Margaret Formby knows what she wants, and she sets aside her own circle of stitching and crosses the small room while Mary lies back on the large bed. She is a handsome, severe girl, Margaret, who was initially awkward and scared of what she was asked to do, but she has learned well and now her touch is firm at the right time, and delicate when it is not the right time. Mary tips her head back and sees rain on the gray glass of the window behind her. She wishes she might have it opened and that she might have a view of the countryside. She cannot do the first, and nor has she the second, and so she allows Margaret to lift her skirts, and part her braies, and she devotes herself, for the moment, to such pleasures as she can get.

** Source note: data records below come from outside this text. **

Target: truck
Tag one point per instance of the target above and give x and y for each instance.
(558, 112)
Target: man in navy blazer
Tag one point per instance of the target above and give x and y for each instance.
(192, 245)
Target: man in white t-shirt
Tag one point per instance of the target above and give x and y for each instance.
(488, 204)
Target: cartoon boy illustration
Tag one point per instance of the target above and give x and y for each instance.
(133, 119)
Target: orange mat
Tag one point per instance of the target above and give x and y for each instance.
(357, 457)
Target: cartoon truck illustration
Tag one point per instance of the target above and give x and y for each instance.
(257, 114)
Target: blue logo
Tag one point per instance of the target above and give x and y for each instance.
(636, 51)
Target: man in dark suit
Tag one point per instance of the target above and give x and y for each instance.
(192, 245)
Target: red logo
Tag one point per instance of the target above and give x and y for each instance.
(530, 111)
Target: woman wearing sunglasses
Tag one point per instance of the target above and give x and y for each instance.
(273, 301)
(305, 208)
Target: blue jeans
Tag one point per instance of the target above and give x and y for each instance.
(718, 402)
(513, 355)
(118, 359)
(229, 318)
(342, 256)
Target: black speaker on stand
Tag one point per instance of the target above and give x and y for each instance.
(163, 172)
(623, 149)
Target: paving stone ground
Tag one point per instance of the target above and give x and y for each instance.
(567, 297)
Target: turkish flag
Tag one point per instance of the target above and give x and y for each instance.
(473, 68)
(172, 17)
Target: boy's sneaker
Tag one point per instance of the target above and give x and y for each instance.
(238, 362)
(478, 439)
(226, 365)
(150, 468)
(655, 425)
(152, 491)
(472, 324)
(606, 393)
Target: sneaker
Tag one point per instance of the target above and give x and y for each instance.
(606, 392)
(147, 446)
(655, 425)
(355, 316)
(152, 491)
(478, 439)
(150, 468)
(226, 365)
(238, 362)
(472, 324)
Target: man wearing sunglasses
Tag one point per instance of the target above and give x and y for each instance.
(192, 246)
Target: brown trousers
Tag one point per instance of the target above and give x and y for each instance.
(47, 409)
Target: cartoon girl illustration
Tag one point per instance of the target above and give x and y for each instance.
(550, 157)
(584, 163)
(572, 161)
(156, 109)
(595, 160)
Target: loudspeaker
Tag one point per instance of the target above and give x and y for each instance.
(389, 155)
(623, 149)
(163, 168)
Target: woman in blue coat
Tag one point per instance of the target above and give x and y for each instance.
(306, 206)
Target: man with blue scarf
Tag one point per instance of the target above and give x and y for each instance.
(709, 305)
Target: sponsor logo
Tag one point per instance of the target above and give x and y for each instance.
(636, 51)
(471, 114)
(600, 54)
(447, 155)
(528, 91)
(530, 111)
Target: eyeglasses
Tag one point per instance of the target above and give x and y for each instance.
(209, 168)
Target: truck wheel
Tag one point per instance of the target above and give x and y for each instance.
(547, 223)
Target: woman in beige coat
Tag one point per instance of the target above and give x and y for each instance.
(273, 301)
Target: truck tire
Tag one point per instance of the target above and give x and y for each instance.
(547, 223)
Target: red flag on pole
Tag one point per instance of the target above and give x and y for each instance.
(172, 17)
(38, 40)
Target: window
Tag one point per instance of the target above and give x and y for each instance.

After the passing of time during which a man might say the first cycle of the rosary, Mary takes over from Margaret, as they have practiced. Oftentimes, in the past, the earl used to insert into her anus a stubby, knobbled length of silver that he called his “other membrum verile,” which, when she was on the point of her delivery, he would slowly withdraw. The first time he did this, she fainted. He spoiled her, she thinks, just as he spoiled so many women.

“Now! Now!”

Margaret presses. Mary cannot breathe. The light fades. She can see worms in the peripheral of her vision. Hot. Waves of pleasure swell through her body, and she thinks this is what transubstantiation will be like. This is rapture. This is what it will be like when she is finally lifted up by the angelic host and borne in bliss to heaven. But then the pleasure becomes intense—violent, and in its extremity it becomes pain. Her mind is collapsing; her body is killing itself.

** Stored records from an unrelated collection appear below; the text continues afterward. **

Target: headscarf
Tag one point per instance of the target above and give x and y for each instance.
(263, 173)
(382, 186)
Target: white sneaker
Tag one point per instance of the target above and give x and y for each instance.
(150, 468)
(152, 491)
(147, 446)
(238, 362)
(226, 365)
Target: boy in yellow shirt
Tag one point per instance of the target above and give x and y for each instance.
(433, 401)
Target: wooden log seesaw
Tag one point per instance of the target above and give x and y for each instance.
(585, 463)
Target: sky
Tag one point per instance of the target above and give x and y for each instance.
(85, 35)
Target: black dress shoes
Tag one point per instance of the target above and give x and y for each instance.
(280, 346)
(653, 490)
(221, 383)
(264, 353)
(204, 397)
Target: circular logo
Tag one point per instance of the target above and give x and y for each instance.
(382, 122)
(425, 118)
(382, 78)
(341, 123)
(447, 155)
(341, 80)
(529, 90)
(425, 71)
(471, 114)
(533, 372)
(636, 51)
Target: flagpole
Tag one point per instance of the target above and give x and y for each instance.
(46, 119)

She jerks upright on the bed, throwing Margaret away. She draws in great gasps of air. Her face is scarlet; her entire body feels afire. She feels cored out, caved in.

Margaret never knows if this is what she wants.

“Get away,” Mary tells her, for now she cannot stand to look at her.

Mary rights her braies and pulls down her skirts and after she has regained her breath, her composure, and her sense of solidity, she stands. Her heart beats in her temples.

Margaret is back at her stitching.

Time gathers weight. Heavier and heavier. Mary feels it everywhere, pushing her down, crushing her. She is crushed. By time. By despair. By misery. She turns back to the bed and falls on it, lying facedown, and she lets the tears come.

 

* * *

 


Later that afternoon, she receives her gaoler, Sir George Talbot, Earl of Shrewsbury, with no fewer than four of his guards, each with a sword, primed to act as if she would attack their master.

“God give you good day, Your Majesty,” he says, bowing low, maintaining the pretense that he is other than her keeper. He wears broadcloth breeches, a finely stitched doublet, and a wide, furred cape, which opens to reveal a surprisingly modest, though pearled, codpiece that fails to catch her slightest attention.

“And unto you, Sir George.”

“I trust you are well? You look somewhat downcast.”

Downcast? Downcast? She thinks to give him downcast.

“I am quite well,” she tells him instead. “Tired is all.”

He glances over at Margaret, whose hand is paused midstitch. Of course she is a spy. Does she tell him all?

By the Mass, who cares.

“What is it you want, Sir George?” she asks.

Now he comes to it, and it is a good thing.